Nota: Comentários, artigos e notícias continuarão sendo atualizados em @capaterson47.

Além da vontade pessoal de encerrar o trabalho relacionado ao blog, 3 razões principais, e que em parte influenciaram o meu desejo que agora concretizo, me levam a finalizar as postagens e atualizações.

A ideia de uma economia dual à de mercado e em expansão foi lançada e será, parcial ou totalmente, usada pelas inúmeras iniciativas que surgiram desde o lançamento do blog, principalmente nos EUA e Europa, complementando a iniciativa pioneira da NEF – New Economics Foundation, e dedicadas  a lutar por uma mudança sistêmica através da mobilização de pessoas e grupos.

Também, o trabalho remunerado está em profunda crise e até os mais conservadores reconhecem que a evolução do sistema econômico provoca a redução crescente das vagas de trabalho remunerado. Tornou-se redundante aprofundar este ponto e evidente que o fortalecimento do trabalho livre é sua consequência.

E, a compreensão dos grandes riscos ambientais, sociais e políticos e que levam à forte possibilidade da 6ª extinção da vida, total ou parcialmente, no planeta aprofundou-se, atraindo o trabalho de grupos em todo o mundo e que atuam através de estudos, divulgação e ativismo político.

Prezo muito a luta destes grupos e iniciativas. Virá deles, se der tempo, a orientação para a mudança de rumo ajudados pelo acirramento das crises mencionadas.

Mas, infelizmente, verifica-se que a civilização atual não consegue dirigir seu esforço produtivo de forma a contornar as ameaças à sua própria existência, tão apegada que está ao “status quo” e sem se dar conta da própria fragilidade.
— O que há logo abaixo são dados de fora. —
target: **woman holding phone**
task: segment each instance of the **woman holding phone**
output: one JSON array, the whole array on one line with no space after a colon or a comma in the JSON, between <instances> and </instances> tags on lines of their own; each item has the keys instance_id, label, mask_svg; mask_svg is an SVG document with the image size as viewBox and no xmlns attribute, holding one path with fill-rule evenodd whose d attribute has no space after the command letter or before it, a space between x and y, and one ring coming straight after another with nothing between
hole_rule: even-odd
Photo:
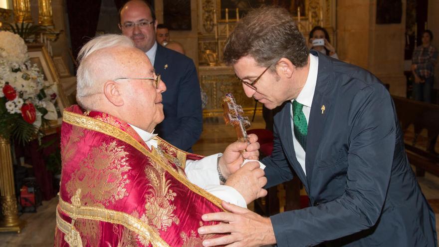
<instances>
[{"instance_id":1,"label":"woman holding phone","mask_svg":"<svg viewBox=\"0 0 439 247\"><path fill-rule=\"evenodd\" d=\"M309 32L308 48L338 59L335 48L331 44L329 35L326 29L320 26L316 26Z\"/></svg>"}]
</instances>

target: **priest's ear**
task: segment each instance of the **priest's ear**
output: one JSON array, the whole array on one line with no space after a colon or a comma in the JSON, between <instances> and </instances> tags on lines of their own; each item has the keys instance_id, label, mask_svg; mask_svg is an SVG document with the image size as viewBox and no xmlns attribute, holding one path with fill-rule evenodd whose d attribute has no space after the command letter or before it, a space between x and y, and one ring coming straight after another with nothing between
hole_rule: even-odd
<instances>
[{"instance_id":1,"label":"priest's ear","mask_svg":"<svg viewBox=\"0 0 439 247\"><path fill-rule=\"evenodd\" d=\"M122 106L124 104L120 86L113 80L108 80L104 84L104 94L107 99L116 106Z\"/></svg>"}]
</instances>

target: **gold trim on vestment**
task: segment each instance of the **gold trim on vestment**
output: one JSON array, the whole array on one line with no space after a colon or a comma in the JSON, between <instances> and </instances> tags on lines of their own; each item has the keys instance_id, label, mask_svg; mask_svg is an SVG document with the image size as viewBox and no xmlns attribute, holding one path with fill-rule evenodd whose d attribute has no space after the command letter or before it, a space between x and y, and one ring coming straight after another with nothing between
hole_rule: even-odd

Afinal a existência da humanidade se dá num período relativamente curto desde o surgimento do planeta há cerca de 13 bilhões de anos e das primeiras formas de vida há cerca de 4 bilhões de anos. Estima-se que o Homo Sappiens exista como tal há cerca de apenas 200 mil anos e que a substituição do extrativismo pela agricultura tenha se iniciado há apenas 12 mil anos.

A fragilidade é da humanidade, não da natureza que tem uma inata capacidade de regeneração, inclusive da vida. Sobre isto vale citar 2 livros, em especial: O fascinante livro de Antonio Damasio “The Strange Order of Things: Life, Feeling and the Making of Cultures” e “The Patterning Instinct” de Jeremy Lent que faz uma ampla e profunda abordagem da historia cultural da humanidade.

Enfim, será que nas próximas décadas, sob a pressão crescente de catástrofes ambientais, sociais e políticas, a civilização conseguirá implementar a necessária mudança de rumo? É pouco provável.  A ver.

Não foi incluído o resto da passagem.